Confirmed. 2.6.31.0 shows the bug. I have never done a git bisection test before, so I hope this narrows down the problem enough to solve this.
Reassigning to Shrish while he works on this.
I have a hunch that I know what this is. Here's my suspicion: Most likely the underlying filesystem that samba is serving out is one that recycles inode numbers quickly. It ends up in a situation like this: There's an inode on the share and client is aware of it and its contents server deletes that inode client creates an inode, server's filesystem recycles the inode number and returns it client gets confused and thinks that the inode is the original one that was deleted Now, one would think that -o noserverino should work around this, but it seems like there are a couple of bugs involving that and unix extensions (I'll pass along a patch for that in a bit). Also, one would think that this shouldn't be a problem if the filesystem being served has fine-grained timestamps. Nuno, can you tell us what sort of local filesystem the server is serving out? ext3? ext4? xfs? something else?
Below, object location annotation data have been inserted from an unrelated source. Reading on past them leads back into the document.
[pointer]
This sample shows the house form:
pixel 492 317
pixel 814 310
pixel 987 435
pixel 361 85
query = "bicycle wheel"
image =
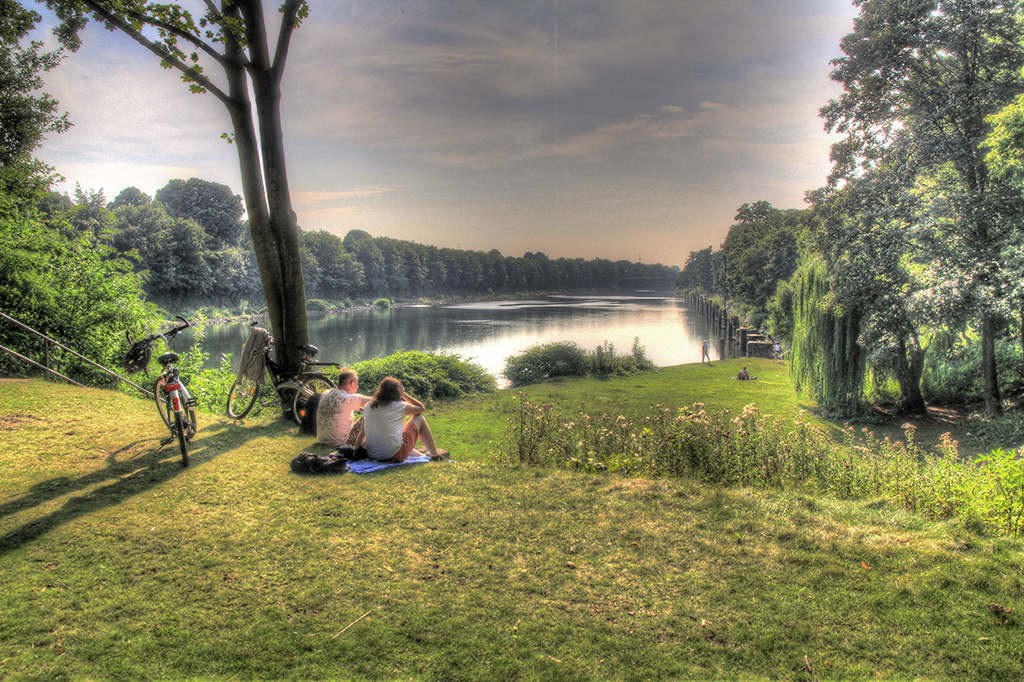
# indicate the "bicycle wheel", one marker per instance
pixel 310 385
pixel 287 393
pixel 163 402
pixel 242 398
pixel 179 431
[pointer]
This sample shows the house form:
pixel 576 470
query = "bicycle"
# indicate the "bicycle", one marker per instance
pixel 175 406
pixel 294 388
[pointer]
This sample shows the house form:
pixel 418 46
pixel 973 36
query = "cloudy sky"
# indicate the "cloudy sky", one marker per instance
pixel 620 129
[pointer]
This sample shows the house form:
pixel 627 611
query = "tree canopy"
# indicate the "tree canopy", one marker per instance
pixel 233 39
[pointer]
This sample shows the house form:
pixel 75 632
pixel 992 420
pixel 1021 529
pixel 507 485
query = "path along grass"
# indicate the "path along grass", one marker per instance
pixel 117 563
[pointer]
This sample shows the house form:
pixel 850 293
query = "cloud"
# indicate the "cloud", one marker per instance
pixel 315 198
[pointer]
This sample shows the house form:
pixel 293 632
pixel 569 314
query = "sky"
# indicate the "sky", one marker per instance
pixel 619 129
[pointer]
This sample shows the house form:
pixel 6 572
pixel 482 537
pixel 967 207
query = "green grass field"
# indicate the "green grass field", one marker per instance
pixel 118 564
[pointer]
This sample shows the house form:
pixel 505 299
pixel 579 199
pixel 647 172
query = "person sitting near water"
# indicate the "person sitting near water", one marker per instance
pixel 389 436
pixel 334 414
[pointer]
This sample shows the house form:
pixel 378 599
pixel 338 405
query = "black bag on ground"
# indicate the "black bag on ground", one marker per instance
pixel 309 463
pixel 352 454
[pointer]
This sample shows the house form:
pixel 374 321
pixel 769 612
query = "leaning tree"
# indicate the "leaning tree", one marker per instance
pixel 233 38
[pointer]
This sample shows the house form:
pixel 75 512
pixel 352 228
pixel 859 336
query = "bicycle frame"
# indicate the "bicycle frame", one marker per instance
pixel 175 405
pixel 293 387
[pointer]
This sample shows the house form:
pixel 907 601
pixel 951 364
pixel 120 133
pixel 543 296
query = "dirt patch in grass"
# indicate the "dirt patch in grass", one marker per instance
pixel 12 421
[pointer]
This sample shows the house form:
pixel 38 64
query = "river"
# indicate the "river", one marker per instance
pixel 488 333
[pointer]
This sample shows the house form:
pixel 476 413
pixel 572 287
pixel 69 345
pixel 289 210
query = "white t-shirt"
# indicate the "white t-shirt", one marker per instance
pixel 383 427
pixel 334 416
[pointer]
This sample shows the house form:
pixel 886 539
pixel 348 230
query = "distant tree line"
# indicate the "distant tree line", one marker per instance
pixel 190 245
pixel 759 251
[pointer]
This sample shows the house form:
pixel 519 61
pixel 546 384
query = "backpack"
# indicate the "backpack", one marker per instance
pixel 309 463
pixel 351 453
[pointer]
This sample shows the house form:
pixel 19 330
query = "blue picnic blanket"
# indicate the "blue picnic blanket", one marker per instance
pixel 370 466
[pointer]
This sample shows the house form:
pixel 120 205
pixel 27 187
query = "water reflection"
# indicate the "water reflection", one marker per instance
pixel 491 332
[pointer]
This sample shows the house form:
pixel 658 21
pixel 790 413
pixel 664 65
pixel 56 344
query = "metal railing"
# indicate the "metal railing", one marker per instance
pixel 102 369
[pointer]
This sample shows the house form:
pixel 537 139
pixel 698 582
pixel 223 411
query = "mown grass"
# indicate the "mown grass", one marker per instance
pixel 118 564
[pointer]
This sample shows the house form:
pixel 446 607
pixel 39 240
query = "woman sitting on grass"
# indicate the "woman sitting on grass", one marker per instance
pixel 389 437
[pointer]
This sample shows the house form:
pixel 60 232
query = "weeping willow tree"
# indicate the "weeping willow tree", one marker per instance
pixel 826 360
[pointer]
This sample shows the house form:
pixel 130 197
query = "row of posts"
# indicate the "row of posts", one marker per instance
pixel 732 340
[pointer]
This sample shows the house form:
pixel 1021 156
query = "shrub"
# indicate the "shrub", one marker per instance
pixel 604 360
pixel 752 450
pixel 427 376
pixel 568 359
pixel 541 361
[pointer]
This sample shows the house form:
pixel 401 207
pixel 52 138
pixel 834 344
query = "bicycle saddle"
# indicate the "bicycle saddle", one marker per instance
pixel 168 358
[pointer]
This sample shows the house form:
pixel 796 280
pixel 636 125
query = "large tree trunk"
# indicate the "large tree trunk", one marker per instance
pixel 993 405
pixel 909 368
pixel 272 222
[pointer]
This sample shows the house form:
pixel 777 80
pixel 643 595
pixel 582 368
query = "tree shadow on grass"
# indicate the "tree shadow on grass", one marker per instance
pixel 135 468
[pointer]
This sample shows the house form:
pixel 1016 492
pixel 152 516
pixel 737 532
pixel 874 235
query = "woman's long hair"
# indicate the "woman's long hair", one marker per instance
pixel 389 391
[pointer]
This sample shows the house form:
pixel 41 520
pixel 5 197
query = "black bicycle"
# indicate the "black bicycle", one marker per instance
pixel 175 406
pixel 293 388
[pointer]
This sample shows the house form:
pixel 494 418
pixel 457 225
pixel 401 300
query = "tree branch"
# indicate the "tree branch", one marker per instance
pixel 290 12
pixel 157 49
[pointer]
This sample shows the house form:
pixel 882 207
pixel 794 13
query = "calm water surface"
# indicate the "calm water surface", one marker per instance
pixel 488 333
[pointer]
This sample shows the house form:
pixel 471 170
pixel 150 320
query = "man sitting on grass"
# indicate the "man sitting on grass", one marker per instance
pixel 334 415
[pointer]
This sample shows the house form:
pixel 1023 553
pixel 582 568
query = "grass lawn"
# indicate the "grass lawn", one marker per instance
pixel 118 564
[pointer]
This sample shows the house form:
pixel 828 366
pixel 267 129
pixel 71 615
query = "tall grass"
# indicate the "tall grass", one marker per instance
pixel 754 450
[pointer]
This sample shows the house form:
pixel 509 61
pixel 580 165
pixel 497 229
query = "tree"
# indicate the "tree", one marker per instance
pixel 130 197
pixel 54 276
pixel 233 37
pixel 212 205
pixel 759 251
pixel 922 78
pixel 878 273
pixel 26 115
pixel 696 274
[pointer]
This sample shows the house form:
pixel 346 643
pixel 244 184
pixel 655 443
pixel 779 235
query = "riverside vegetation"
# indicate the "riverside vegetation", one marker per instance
pixel 117 563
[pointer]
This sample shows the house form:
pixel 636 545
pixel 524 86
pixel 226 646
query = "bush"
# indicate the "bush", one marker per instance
pixel 427 376
pixel 568 359
pixel 604 360
pixel 752 450
pixel 541 361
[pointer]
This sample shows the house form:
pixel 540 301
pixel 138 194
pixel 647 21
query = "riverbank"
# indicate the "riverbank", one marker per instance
pixel 237 567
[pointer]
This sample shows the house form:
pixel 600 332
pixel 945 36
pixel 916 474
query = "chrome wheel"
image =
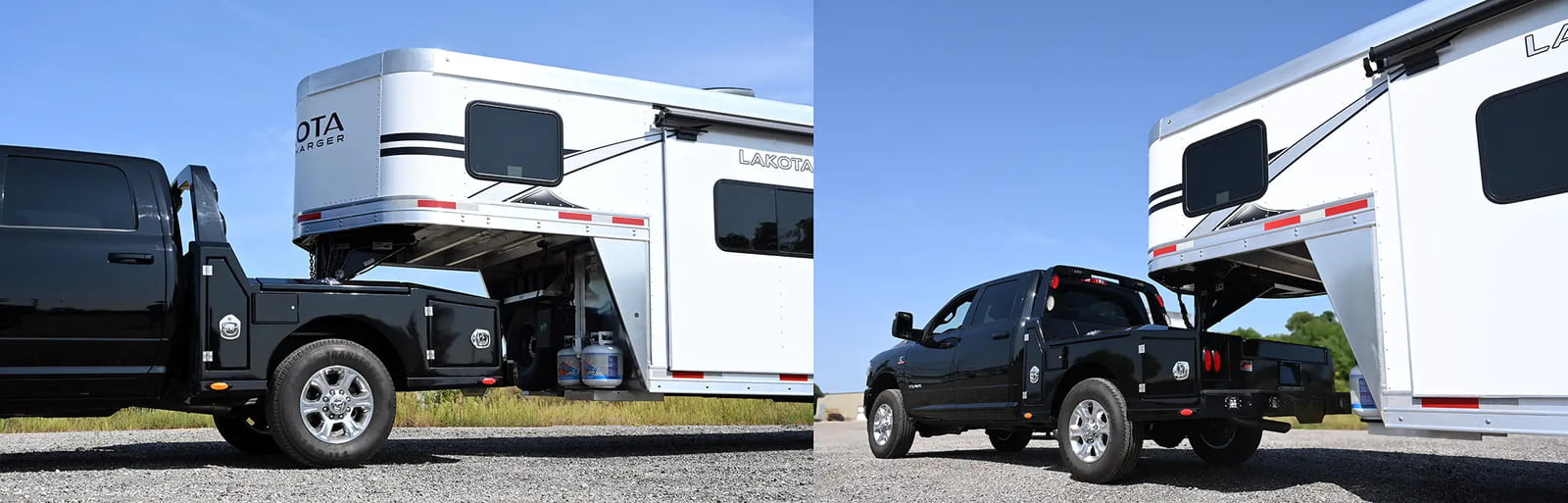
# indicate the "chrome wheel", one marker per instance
pixel 882 425
pixel 1089 429
pixel 336 405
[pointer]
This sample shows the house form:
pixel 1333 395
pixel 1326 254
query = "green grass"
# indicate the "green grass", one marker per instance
pixel 498 408
pixel 1330 422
Oddly enough, we could probably do a better job with this against windows. Windows has a proper create time on each file, and we could conceivably use that as a way to verify the "uniqueness" of the inode. This might be the death-knell for keeping serverino the default. I don't see a good way to reliably detect this situation given what the protocol provides.
Server file systems tested were ext2 (1GB IDE compact flash), ext3 or reiserfs (the last ones for real rotating disks). The one I tested most as server was reiserfs (not reiser4).
Now that I think it better, I don't think I actually tested ext3. So it was either ext2 or reiserfs.
Testing against something like jfs or ext4 would be useful too.
Ok, I think both of those filesystems have 1s timestamp granularity. As Shrish says, it might be an interesting datapoint to know whether something with sub-second timestamps (ext4, xfs, etc) fares better here.
I can't easily test ext4 in the machine I am right now (Ubuntu 8.04 doesn't support ext4 yet) but I will try xfs and jfs and post the results.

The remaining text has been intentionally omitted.